This note covers the collection types available for on-chain state, when to use each and the tradeoffs.

Docs: Ledger ADT Examples: 09.01 ADTs · 09.02 Merkle Trees · 09.03 Kernel


Intuition First

Ledger ADTs are the data structures you use for on-chain state. They’re not like in-memory data structures in TypeScript, they’re persistent, on-chain, and their operations produce verifiable state transitions.

Each type optimizes for a specific access pattern:

  • Counter, Low-contention atomic counters
  • Set, Membership tracking
  • Map, Key-value storage
  • List, Ordered queue
  • MerkleTree, Membership proofs with a single root
  • HistoricMerkleTree, Membership proofs across time

The choice matters because the on-chain representation affects what your circuits can prove.


Counter

A simple unsigned counter.
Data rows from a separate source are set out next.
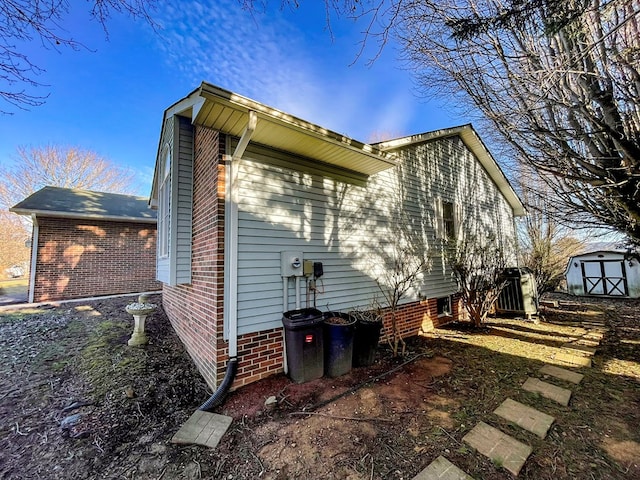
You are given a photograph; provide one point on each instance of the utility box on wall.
(291, 264)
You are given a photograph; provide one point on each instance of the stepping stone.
(442, 469)
(578, 360)
(502, 449)
(581, 349)
(562, 374)
(593, 335)
(525, 417)
(203, 428)
(552, 392)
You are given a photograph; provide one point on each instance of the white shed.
(604, 273)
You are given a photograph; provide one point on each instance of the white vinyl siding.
(349, 227)
(183, 196)
(164, 205)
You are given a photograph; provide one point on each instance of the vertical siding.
(353, 229)
(182, 213)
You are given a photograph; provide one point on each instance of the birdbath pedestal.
(140, 311)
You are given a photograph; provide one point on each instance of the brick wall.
(85, 258)
(417, 317)
(196, 310)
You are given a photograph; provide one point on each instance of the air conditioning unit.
(520, 295)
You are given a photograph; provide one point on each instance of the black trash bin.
(365, 341)
(303, 337)
(338, 342)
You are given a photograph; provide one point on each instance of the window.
(164, 206)
(444, 306)
(448, 220)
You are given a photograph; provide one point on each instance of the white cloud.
(266, 57)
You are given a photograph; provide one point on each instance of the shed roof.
(475, 144)
(74, 203)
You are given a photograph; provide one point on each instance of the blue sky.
(111, 96)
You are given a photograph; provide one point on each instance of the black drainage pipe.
(219, 395)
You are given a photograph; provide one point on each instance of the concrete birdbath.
(140, 311)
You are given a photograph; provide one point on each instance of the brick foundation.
(196, 310)
(86, 258)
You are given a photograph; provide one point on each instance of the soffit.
(227, 112)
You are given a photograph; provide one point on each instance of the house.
(88, 244)
(607, 273)
(250, 199)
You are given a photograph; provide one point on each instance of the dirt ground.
(77, 402)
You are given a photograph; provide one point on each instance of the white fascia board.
(79, 216)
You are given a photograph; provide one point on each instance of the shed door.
(604, 277)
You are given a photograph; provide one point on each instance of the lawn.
(386, 421)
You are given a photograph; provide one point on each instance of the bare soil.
(77, 402)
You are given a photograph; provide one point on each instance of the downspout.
(231, 298)
(34, 257)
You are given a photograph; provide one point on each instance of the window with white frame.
(446, 219)
(164, 205)
(444, 306)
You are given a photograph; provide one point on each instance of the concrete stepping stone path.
(562, 374)
(202, 428)
(547, 390)
(503, 450)
(442, 469)
(580, 349)
(573, 359)
(525, 417)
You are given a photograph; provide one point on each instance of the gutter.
(231, 261)
(35, 232)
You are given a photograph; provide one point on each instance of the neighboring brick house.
(241, 188)
(88, 244)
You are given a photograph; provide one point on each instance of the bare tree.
(545, 244)
(564, 96)
(26, 21)
(67, 167)
(404, 269)
(477, 262)
(557, 81)
(13, 238)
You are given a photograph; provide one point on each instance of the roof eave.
(288, 133)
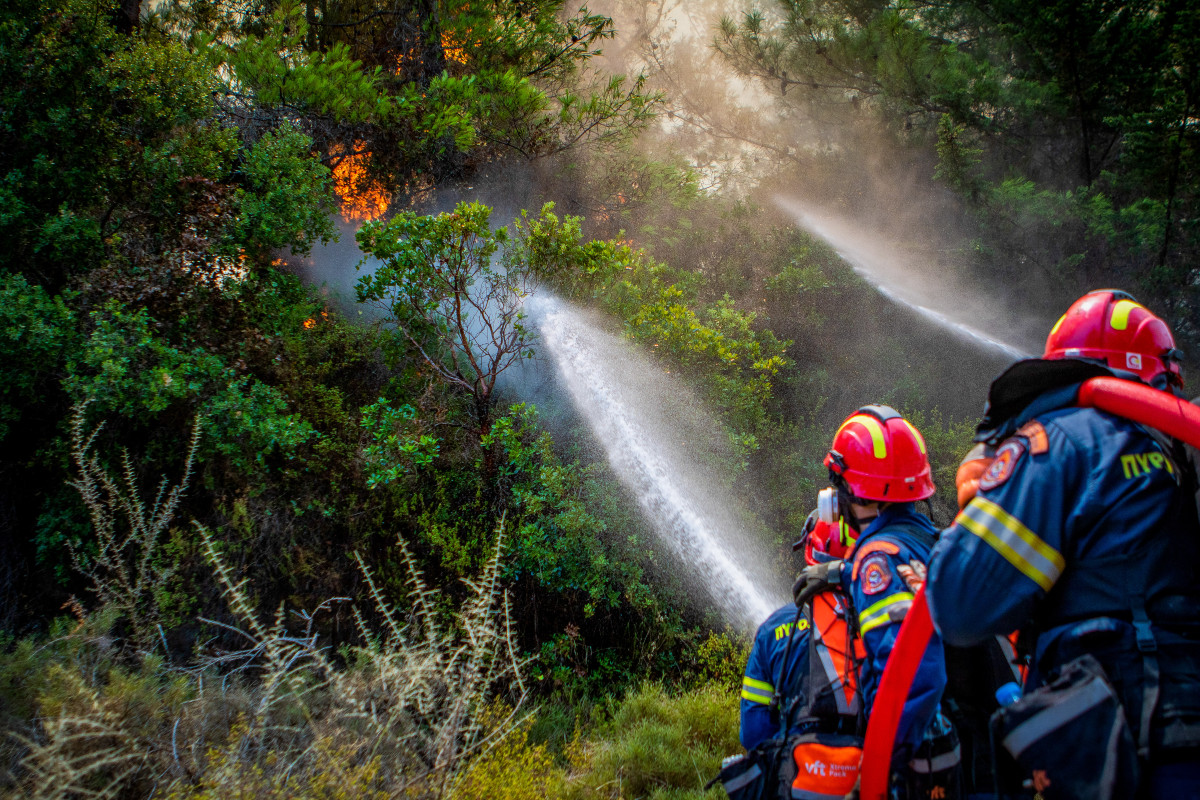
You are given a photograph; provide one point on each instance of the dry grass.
(400, 716)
The key advantage over Cell<Uint<64>> is that Counter does not read the current value when incrementing, so transactions are less likely to be rejected due to contention.

ledger votes: Counter;

export circuit vote(): [] {
  votes += 1;
}

export circuit retract(): [] {
  votes -= 1;
}

export circuit getVotes(): Uint<64> {
  return votes;
}

Operations:

OperationSyntaxWhat it does
Incrementfield += nAdd n, no read required
Decrementfield -= nSubtract n, errors if negative
ReadfieldReturns as Uint<64>
Comparefield.lessThan(n)Returns Boolean

Why low contention? A normal Uint<64> read-modify-write has three steps: read the value, add one, write back. Under concurrent calls, two transactions might read the same value and both write the same new value. Counter combines these steps atomically.


Cell (Plain Types)

When you declare ledger f: T without a collection type, it’s implicitly a Cell<T>. Read and write operations use shorthand.

ledger owner: Bytes<32>;

export circuit setOwner(addr: Bytes<32>): [] {
  owner = disclose(addr);  // shorthand for owner.write(...)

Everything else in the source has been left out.